I haven't heard from Ken since this started, really. I know his apartment hasn't been destroyed because the server that houses my old email account is located in it and the email is still working last I checked; that's it. Everything is so maddeningly spotty is the thin; sometimes I think I'd prefer that everything was melted down, rather than all this "sometimes it works, sometimes it doesn't, cell phones no, land lines yes, email yes, wireless no, power yes, cable no" shit. You just get so frazzled, never knowing what the hell is up with this or that, how long it will last, what's going on. The upside is that thre is an upside, really--things still seem to be getting better. And I'm getting more and more anxious to try to go see my parents. We've talked to them on the phone now and then--except yesterday, when a crew actually took out a whole utility pole as they were getting chased down by a rev; they're never going to finish finding all the ones from the funeral home; but miracle of miracles they fixed it by noon today, working through the night, which takes more courage than I'll probably ever have. IT workers are the firemen of this whole disaster, I mean, just keeping Blogger up and running must take a small army of civilians who are literally willing to die to maintain it. Anyway, yeah, no idea if the roads are clear for that long, but we are running low on food and we're going to have to try at some point.

This was extremely disjointed. I'm sorry. But then, why am I apologizing, who cares about this sort of thing now? The other day I actually wrote "spoiler alert" in a post. Can you believe that?

1 Comments:

Anonymous Anonymous said...

Sean (and Dave, and whomever else). It's Ken. I'm safe now. Now. The first few days were something else entirely. And the last week I really don't remember that well. I was on Long Island when it started - heard something on the radio about the Canal Street. . . riot? I'm not sure what to call it. Outbreak is as good a word as any. Figured it wasn't such a good idea to come back into the city for a little bit, because what could happen out in the suburbs? Ha.

Remember when we used to say that if anything catastrophic happened, my house would be the place you'd want to be? We weren't wrong.
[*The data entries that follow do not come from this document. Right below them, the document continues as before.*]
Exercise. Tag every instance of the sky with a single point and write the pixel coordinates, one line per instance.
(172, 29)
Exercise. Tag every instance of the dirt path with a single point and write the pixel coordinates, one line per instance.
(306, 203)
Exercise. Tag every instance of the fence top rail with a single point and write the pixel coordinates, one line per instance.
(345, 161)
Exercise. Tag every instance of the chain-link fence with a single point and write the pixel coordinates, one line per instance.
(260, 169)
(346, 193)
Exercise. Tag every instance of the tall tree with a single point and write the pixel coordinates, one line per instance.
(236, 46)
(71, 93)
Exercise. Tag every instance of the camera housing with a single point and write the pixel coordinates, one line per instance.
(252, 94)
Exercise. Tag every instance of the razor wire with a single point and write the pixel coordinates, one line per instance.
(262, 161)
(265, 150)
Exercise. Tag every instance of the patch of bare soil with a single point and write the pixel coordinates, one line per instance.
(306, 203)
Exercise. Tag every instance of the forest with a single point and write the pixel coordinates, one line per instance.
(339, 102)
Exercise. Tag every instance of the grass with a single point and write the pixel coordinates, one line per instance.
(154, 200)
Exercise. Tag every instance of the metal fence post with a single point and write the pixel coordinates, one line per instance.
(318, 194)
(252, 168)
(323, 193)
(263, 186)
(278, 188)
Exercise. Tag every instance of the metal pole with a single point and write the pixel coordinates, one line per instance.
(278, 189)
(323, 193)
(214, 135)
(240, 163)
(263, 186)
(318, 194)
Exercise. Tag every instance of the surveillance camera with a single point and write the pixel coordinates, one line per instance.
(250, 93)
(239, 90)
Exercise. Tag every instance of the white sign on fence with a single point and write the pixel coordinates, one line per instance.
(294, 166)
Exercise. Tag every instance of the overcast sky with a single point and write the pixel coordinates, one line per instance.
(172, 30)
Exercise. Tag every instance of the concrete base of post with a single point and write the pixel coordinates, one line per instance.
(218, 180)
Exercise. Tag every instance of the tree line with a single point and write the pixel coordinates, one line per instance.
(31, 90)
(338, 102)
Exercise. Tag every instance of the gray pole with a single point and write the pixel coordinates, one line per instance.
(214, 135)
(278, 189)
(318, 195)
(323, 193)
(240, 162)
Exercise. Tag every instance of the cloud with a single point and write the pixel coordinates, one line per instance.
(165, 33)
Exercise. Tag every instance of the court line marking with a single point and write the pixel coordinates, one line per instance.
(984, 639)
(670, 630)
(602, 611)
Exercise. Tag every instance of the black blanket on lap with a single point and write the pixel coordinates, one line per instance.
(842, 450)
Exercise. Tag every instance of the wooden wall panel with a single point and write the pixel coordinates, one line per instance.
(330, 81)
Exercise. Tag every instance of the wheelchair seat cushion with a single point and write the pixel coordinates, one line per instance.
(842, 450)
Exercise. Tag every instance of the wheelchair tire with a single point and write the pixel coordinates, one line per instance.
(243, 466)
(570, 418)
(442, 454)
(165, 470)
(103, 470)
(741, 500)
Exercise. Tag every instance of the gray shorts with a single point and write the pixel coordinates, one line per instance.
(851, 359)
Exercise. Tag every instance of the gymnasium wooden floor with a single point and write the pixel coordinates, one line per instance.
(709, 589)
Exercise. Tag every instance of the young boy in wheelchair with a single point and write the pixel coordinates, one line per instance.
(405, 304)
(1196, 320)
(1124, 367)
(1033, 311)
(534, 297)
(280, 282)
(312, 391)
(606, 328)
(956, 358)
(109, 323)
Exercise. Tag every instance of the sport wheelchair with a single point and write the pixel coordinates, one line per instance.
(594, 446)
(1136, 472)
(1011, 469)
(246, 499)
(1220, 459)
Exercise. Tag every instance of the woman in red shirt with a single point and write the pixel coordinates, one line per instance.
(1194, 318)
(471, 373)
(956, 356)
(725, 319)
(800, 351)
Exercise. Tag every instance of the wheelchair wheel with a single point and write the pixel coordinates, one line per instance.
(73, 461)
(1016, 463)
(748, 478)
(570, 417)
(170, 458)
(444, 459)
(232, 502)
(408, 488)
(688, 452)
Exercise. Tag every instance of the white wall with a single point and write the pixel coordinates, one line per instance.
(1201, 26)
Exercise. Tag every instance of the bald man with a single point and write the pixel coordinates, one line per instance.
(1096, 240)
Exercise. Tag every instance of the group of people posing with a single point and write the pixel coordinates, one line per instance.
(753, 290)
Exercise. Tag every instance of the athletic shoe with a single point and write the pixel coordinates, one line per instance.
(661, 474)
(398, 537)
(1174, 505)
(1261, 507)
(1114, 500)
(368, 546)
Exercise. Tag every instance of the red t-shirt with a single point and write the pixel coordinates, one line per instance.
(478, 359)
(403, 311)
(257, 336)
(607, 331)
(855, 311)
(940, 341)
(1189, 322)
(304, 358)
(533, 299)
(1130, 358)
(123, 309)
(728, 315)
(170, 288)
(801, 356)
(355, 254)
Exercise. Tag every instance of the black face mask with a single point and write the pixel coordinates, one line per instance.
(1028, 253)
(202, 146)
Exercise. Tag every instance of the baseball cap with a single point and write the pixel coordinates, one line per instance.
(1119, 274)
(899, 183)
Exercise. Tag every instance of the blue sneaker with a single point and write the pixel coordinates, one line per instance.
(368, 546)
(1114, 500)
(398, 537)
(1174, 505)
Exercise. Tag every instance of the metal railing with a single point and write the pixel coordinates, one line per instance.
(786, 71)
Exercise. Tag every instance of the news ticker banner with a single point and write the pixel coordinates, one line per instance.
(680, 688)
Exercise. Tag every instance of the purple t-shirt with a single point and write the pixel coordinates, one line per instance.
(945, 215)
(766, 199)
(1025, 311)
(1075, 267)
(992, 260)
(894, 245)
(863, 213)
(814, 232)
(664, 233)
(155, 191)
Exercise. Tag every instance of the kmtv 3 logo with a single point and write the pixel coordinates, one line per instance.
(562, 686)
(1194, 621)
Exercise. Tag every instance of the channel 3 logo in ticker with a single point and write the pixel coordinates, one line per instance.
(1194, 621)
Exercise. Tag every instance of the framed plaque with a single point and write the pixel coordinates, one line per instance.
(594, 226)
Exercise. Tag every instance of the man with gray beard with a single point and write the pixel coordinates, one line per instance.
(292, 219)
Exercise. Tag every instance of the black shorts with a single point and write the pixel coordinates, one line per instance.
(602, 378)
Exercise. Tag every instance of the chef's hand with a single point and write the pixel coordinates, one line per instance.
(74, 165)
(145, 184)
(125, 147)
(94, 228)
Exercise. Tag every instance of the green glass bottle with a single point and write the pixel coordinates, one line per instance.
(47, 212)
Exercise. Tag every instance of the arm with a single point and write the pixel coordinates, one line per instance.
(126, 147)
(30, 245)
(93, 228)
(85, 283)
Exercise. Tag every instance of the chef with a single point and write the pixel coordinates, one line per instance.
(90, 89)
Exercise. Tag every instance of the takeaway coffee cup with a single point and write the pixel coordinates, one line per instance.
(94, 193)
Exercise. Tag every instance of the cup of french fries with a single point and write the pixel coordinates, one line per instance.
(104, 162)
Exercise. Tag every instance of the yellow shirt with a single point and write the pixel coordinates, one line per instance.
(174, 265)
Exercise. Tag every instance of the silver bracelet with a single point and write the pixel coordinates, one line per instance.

Dad and I were taking the hard top off the car the first time we saw one. It was down the street, about a block away. A man, wearing a suit. At first I thought it was a child molestor who couldn't keep it in anymore, smothering the arm of a screaming girl with kisses, until the arm came off. The window of the hard top hit the ground and shattered at exactly the same time the girl did. Dad disappeared into the house, and I just stared. Watched the man strip the bone, and watched the girl pick herself off the ground. She fell once. When Dad came out, he shot the guy first, and that brought more out.

Mom's dead. Cleanly, though. Didn't have to die twice, and we didn't have to kill her. It's odd how much of a comfort that is now. Have you really looked at one yet? There's nothing there except hunger. No love, certainly, but no hate either. That would almost be as good. You have to be human to feel either of those things. That was the second day. It's kind of the last thing I remember seeing clearly until just a little while ago. I'm safe, but not OK. But I suppose that's all I can ask for right now.